O texto aprovado pelos deputados muda essa determinação. Em vez de obrigar as escolas a adaptar o calendário, a proposta estabelece que os sistemas de ensino poderão fazer alterações, “tanto quanto possível”, para que as férias coincidam com a realização da Copa.
Com isso, estados, municípios e instituições privadas poderão decidir se antecipam, adiam ou mantêm as datas previstas para o período de férias. A proposta ainda precisa ser analisada pelo Senado.
A regra que prevê a alteração obrigatória do calendário escolar foi aprovada pelo Congresso Nacional e sancionada em junho deste ano, dentro da legislação criada para estabelecer medidas relacionadas à realização da Copa do Mundo Feminina de 2027 no Brasil.
O artigo 67 da lei determina atualmente que os sistemas de ensino “deverão” ajustar os calendários para que as férias do fim do primeiro semestre abranjam todo o período da competição.
Na prática, a determinação exigiria que escolas de todo o país reorganizassem o ano letivo de 2027, independentemente de a cidade receber ou não partidas do Mundial.
Escolas terão autonomia
O projeto aprovado pela Câmara substitui a obrigatoriedade pela possibilidade de adaptação. Pelo novo texto, os sistemas de ensino poderão ajustar seus calendários para que as férias incluam, dentro do possível, o período da Copa do Mundo Feminina.

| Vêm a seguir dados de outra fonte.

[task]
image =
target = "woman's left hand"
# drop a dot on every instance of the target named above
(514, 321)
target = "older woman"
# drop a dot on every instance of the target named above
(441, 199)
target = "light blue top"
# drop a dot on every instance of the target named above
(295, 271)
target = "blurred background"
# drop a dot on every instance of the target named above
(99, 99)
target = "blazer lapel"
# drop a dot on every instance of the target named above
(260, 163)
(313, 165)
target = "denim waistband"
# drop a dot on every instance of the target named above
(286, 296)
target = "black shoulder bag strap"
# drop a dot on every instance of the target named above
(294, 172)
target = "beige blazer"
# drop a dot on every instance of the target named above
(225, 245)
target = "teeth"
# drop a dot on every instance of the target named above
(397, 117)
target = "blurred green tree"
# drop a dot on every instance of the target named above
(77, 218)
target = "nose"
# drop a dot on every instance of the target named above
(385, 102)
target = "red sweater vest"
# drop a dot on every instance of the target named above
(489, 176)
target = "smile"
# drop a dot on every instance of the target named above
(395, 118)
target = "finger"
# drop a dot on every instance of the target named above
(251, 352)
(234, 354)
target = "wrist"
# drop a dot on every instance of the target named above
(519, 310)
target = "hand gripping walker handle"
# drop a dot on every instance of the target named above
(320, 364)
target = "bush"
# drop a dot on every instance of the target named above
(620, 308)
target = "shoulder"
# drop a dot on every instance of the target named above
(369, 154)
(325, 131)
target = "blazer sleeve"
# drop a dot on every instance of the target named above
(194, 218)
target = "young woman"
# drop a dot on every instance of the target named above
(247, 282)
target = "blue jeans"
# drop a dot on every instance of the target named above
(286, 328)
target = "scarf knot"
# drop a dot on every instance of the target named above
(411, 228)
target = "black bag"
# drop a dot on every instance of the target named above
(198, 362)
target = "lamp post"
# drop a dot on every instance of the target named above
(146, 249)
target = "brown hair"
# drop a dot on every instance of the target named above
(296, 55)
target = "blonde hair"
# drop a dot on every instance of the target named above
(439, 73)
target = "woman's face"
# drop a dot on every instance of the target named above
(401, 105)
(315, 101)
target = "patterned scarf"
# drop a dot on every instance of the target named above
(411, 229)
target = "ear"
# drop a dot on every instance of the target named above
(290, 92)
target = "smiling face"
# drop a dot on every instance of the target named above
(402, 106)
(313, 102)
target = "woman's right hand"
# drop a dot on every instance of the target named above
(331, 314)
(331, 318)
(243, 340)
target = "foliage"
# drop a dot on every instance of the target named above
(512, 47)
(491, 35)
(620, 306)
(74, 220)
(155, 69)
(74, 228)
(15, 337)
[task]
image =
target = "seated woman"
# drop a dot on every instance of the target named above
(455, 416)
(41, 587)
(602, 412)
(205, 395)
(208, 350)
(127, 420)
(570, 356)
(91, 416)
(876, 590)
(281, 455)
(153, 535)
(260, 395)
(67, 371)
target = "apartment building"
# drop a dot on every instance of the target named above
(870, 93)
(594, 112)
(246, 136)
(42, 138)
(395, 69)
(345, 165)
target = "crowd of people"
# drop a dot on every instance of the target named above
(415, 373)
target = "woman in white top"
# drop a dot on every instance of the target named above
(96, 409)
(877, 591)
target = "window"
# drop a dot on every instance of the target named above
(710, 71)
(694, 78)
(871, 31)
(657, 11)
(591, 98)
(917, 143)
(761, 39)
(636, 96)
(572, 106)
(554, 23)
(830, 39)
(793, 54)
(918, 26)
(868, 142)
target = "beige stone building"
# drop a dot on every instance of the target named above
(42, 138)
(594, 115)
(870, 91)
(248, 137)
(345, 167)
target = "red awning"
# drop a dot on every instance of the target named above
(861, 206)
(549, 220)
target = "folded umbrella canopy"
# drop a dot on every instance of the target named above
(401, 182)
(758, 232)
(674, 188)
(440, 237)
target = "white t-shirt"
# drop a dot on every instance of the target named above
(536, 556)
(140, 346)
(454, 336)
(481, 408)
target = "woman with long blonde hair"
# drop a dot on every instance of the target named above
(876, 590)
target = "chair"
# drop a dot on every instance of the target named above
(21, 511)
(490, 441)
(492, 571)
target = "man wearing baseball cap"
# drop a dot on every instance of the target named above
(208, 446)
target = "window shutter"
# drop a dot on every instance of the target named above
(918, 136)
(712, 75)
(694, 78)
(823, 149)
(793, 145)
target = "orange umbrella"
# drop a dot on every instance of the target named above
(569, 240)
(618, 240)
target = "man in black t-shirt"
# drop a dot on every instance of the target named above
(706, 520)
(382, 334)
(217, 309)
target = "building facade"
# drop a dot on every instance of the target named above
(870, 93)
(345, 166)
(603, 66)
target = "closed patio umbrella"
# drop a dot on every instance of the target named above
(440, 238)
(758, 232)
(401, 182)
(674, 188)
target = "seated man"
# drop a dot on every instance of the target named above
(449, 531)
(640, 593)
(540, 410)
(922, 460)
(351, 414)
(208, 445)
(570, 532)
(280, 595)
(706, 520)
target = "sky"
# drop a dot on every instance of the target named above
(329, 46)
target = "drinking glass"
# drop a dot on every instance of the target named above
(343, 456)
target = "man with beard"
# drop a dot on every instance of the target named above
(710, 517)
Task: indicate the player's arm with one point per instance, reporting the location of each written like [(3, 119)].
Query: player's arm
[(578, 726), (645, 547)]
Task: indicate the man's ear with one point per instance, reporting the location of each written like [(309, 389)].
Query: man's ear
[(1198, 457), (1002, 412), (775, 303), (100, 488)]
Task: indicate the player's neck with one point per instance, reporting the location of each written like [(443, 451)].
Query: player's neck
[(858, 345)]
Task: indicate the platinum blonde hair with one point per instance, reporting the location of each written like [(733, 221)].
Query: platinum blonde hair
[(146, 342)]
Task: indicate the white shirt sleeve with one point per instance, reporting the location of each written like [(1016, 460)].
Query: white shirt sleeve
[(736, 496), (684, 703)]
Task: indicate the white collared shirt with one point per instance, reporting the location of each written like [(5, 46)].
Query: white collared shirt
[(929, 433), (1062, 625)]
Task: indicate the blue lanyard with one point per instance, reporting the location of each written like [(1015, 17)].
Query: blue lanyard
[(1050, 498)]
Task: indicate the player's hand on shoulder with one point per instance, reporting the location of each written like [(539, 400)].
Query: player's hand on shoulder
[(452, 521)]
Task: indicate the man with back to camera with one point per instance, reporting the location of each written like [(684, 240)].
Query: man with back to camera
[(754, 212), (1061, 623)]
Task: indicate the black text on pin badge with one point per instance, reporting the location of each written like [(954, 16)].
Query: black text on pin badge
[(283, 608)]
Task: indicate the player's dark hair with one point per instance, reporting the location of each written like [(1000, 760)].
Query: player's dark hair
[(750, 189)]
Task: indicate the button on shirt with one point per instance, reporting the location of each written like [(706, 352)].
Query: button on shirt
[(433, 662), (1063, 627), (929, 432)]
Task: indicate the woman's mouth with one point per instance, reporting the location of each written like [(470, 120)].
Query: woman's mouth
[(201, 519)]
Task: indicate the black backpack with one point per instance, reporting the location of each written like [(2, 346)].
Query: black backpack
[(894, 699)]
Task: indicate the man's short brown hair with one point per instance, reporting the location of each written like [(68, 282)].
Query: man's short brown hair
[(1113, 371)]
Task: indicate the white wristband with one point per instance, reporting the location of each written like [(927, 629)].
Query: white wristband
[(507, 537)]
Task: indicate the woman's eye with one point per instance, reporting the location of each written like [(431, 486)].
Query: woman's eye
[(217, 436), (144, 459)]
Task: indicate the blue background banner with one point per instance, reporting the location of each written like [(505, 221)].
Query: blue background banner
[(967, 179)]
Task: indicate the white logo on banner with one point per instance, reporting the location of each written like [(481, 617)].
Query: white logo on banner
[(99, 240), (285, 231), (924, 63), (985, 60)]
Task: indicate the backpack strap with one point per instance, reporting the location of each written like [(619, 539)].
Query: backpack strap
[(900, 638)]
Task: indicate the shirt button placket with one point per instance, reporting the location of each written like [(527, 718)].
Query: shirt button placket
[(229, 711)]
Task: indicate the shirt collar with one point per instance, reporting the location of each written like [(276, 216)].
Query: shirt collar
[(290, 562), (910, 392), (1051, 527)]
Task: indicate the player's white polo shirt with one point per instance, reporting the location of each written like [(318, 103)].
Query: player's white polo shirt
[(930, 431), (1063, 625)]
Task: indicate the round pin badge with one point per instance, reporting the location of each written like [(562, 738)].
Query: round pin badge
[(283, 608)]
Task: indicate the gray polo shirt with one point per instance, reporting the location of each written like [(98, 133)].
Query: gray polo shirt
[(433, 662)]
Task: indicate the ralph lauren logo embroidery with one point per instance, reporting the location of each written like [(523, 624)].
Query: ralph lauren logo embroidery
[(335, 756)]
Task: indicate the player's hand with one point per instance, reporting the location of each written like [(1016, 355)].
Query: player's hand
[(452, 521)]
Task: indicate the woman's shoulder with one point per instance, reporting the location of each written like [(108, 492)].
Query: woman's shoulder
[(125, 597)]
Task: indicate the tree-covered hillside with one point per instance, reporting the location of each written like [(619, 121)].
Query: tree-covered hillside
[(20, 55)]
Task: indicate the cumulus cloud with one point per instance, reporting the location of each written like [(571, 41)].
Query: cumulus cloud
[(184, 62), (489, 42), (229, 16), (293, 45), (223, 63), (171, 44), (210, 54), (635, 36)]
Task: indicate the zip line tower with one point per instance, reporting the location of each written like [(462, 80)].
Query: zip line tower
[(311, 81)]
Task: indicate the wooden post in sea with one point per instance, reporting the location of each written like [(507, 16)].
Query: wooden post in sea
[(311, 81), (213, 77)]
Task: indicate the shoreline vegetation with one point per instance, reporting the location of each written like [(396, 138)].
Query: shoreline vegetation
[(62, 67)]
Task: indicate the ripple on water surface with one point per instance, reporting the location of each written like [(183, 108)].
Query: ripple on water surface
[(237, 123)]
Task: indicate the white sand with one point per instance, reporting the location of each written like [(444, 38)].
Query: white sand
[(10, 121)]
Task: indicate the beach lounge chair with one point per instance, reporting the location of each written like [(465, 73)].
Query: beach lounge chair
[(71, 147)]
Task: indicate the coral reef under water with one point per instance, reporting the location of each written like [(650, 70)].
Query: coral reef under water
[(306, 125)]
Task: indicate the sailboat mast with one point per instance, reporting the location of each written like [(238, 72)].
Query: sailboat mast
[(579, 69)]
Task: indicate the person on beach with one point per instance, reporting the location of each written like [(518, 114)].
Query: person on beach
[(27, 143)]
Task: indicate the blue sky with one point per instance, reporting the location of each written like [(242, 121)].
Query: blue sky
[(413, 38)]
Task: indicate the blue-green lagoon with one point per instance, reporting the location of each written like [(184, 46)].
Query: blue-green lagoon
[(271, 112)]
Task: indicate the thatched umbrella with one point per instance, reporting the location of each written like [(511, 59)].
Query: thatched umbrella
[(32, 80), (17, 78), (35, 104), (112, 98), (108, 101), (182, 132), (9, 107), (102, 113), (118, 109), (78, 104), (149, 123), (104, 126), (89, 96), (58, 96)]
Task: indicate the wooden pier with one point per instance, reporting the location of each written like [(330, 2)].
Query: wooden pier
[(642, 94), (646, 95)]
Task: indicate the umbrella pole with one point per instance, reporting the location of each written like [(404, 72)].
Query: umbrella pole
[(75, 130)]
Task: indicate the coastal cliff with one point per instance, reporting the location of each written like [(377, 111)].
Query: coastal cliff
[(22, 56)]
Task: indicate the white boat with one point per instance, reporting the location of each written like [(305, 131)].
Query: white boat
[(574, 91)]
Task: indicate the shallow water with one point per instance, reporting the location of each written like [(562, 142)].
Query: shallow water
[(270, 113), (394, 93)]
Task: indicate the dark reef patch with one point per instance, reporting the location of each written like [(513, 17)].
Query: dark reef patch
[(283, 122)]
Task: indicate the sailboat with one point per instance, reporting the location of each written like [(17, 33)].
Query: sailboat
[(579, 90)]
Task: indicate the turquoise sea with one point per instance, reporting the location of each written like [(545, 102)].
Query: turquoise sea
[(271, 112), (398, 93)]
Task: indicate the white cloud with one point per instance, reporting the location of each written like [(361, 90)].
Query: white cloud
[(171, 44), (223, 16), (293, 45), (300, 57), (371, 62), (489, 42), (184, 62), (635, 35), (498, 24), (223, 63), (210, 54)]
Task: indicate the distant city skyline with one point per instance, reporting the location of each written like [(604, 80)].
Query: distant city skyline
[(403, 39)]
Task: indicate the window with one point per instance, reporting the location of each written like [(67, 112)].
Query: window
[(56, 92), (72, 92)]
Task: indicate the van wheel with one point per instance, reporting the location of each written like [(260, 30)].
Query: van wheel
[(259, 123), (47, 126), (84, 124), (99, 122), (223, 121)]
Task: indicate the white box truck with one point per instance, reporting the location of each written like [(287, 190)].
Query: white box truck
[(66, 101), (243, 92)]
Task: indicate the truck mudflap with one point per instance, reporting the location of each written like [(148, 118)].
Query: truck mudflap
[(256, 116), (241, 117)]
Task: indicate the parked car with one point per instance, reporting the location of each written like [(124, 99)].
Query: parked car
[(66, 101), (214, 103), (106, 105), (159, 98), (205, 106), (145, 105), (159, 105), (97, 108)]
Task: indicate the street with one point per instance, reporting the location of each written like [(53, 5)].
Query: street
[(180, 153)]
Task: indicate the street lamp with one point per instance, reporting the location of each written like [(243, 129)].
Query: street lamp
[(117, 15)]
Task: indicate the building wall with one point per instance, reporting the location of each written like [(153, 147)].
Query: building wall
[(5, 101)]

A proposta é de autoria da deputada Any Ortiz (PP-RS) e teve parecer do deputado Alex Manente (Cidadania-SP).
Ao defender a mudança, o relator argumentou que uma determinação única para todo o país não considera as diferenças entre estados e municípios. A avaliação é de que regiões que não receberão jogos podem não ter necessidade de alterar o calendário escolar.
Caso a proposta seja aprovada também pelo Senado, cada rede de ensino poderá avaliar a necessidade de mudanças de acordo com sua própria realidade.
A decisão poderá considerar fatores como a realização de partidas na cidade ou no estado, impactos no transporte, segurança e organização dos serviços durante a competição.
Copa será disputada no Brasil
A Copa do Mundo Feminina de 2027 será realizada no Brasil e marcará a primeira edição do torneio disputada em um país da América do Sul.
A realização da competição motivou a criação de uma legislação específica para estabelecer medidas relacionadas à organização do evento. Entre elas estava a obrigatoriedade de adequação das férias escolares.
Agora, a Câmara decidiu flexibilizar essa regra e transferir para os próprios sistemas de ensino a decisão sobre eventuais mudanças no calendário.
Até que o projeto seja analisado e eventualmente aprovado pelo Senado, porém, continua valendo a legislação atual, que prevê a obrigação de reorganizar as férias escolares para abranger todo o período da Copa do Mundo Feminina.